Calif. officials fear fires could merge

Firefighters battling a massive wildfire burning on the edge of the San Bernardino National Forest were preparing for the possibility that the blaze could join another wildfire and become even more difficult to control.

Calif. officials fear fires could merge

By late Thursday, a 48,000-acre fire had destroyed more than 150 homes and buildings. While containment was at 20 percent, it was on course to possibly merge with the 8,200-acre fire in the national forest, where it could feed on vast stands of dead trees.

Officials have not estimated when the fires might merge, but early Friday they were about two miles apart, said California Department of Forestry spokesman Jason Goedecke.

State fire officials said that even if the fires joined, they were at least 15 miles from any areas of dead trees. But if the fires reached deadwood, authorities warned it could be bad.

"You've got 100-foot-tall trees and those are kind of like a torch," said forest spokeswoman Robin Prince.

Gov. Arnold Schwarzenegger declared a state of emergency in San Bernardino County on Thursday. The declaration will provide immediate state assistance to fire officials in need of more firefighters and equipment, and sets the stage for a request for federal disaster funding, said Eric Lamoureux, a state Office of Emergency Services spokesman.

State fire officials said late Thursday they doubted the wildfire would reach the Big Bear resort area about 8 to 10 miles away thanks to a large firebreak cleared by crews. Not taking any chances, San Bernardino County sheriff's deputies began warning residents east of Big Bear Lake, about five miles from the fire, that they should be ready to evacuate.

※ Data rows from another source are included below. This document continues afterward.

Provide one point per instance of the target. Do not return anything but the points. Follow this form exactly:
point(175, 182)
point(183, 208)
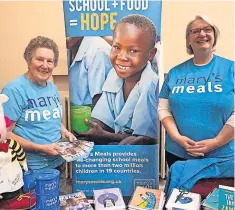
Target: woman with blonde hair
point(196, 102)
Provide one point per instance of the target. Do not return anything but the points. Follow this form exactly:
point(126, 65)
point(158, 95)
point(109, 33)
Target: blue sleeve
point(103, 110)
point(145, 116)
point(97, 72)
point(165, 91)
point(14, 107)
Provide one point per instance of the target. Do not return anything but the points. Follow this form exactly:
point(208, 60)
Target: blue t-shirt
point(37, 112)
point(201, 99)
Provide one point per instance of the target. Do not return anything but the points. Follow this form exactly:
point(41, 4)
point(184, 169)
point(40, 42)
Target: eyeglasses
point(197, 31)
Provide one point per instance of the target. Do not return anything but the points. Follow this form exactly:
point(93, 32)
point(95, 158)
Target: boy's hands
point(50, 149)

Dozens of homes in the Morongo Valley were ordered evacuated as flames crept down a hill a few miles away. Some residents stayed behind, their possessions in their cars, monitoring the shifting wind.

"Are we nervous? Yes. Will we stay up tonight? Yes," said Pam Bennett-Wallberg, whose 2 1/2-acre ranch serves as a refuge center for African meerkats.

A few miles away, the 8,200-acre fire was a potential threat to 75 homes. Just 5 percent contained, it was burning at higher elevations that included both brush and timber.

Authorities said smoke from the blazes 100 miles east of Los Angeles could be smelled in Las Vegas and Ogden, Utah.

Swaths of Southern California forests have been weakened by drought and killed by bark beetles. For several years, workers have been cutting down dead trees near communities and roads. Thousands of acres have been cleared but experts say it will take up to 20 years to remove all the deadwood.

The largest fire was ignited by lightning during the weekend and roared into an inferno Tuesday, racing through tiny high desert communities. Forty-five houses, 118 other buildings and 91 vehicles were destroyed in Pioneertown and other communities near Yucca Valley.

Pioneertown, established in the 1940s as a location for filming cowboy movies, lost none of its Western-style storefronts.

Elsewhere, crews were working late Thursday to contain a wildfire near Abilene, Texas, that had scorched 500 acres, forced the evacuation of a dozen homes and threatened to burn about 50 large wind turbines. In southern Montana, a group of fires estimated at 30,000 acres were 10 percent contained.